As a research and knowledge exchange activity with focus on bringing together academic research and education, our project feeds on the previous internationally run projects such as Connecting Europe Through History: Experiences of Migration in Europe (2011; https://www.euroclio.eu/project/connecting-europe-history/), conducted by a consortium of cross-European associations of history educators and academic organisations, which explored how the topic of migration was approached in school systems across Europe.

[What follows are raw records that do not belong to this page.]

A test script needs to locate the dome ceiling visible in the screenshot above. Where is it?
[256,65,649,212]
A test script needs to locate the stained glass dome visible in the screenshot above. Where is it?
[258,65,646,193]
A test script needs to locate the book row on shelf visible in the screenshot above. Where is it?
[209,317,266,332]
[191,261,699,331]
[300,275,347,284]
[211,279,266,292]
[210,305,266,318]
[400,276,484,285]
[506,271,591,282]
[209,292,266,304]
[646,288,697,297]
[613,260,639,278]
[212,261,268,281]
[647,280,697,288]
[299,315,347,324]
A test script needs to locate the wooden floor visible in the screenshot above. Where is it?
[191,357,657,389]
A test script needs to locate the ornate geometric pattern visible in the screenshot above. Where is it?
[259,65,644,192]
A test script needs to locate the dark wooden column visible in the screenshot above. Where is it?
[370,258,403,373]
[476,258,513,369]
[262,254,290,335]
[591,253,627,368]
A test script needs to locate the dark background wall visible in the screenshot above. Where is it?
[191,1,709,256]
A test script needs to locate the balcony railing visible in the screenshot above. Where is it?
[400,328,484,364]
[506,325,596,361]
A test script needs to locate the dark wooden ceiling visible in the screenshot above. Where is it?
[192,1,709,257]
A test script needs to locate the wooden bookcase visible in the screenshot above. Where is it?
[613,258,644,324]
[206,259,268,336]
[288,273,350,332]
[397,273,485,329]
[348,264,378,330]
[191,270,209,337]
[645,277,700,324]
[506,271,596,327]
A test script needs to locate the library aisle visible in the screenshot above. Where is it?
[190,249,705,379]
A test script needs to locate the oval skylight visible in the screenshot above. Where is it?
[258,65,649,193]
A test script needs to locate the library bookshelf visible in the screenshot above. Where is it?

Findings from Connecting Europe infer that the concept of “dark migration” is still prevalent not only in teaching migration(s) but also in inclusion of this topic to different national curricula, suggesting that the pedagogical approach to migration(s) would benefit from the above-mentioned change of paradigm.
Connecting Europe highlighted issues which our project seeks to address, namely that the theme of migration is still underrepresented in European educational systems due to “the bias towards negative concepts” which “overshadows more casual motives for migration, such as adolescent adventure, trade, studies, family history and exploration” (Connecting Europe on-line report 2011:30), a need for developing novel interpretative frameworks, “including teaching and learning ideas, translation and contextual information” (2011: 30), as well as approaching migration history in a wider and a more comparative way (2011: 30).
One of the challenges noted in the survey was the problem of bias, which has to do with labelling children according to their perceived identity (e.g. children being considered immigrants even after a lengthy period of time in the country), as well as the lack of sensitivity for incorporation of interculturally sensitive approaches to classrooms (2011: 30).
While Connecting Europe focused mainly on sharing approaches to migration within the context of history education in different European school systems, we aim to expand this approach in order to address an interdisciplinary manner adding language, literary, film, and cultural studies to the mix, offering to contribute to development of interdisciplinary interpretative frameworks. All these ideas may be adopted to the level of primary and secondary school curricula, especially when it comes to teaching complex textual and visual narratives of migration.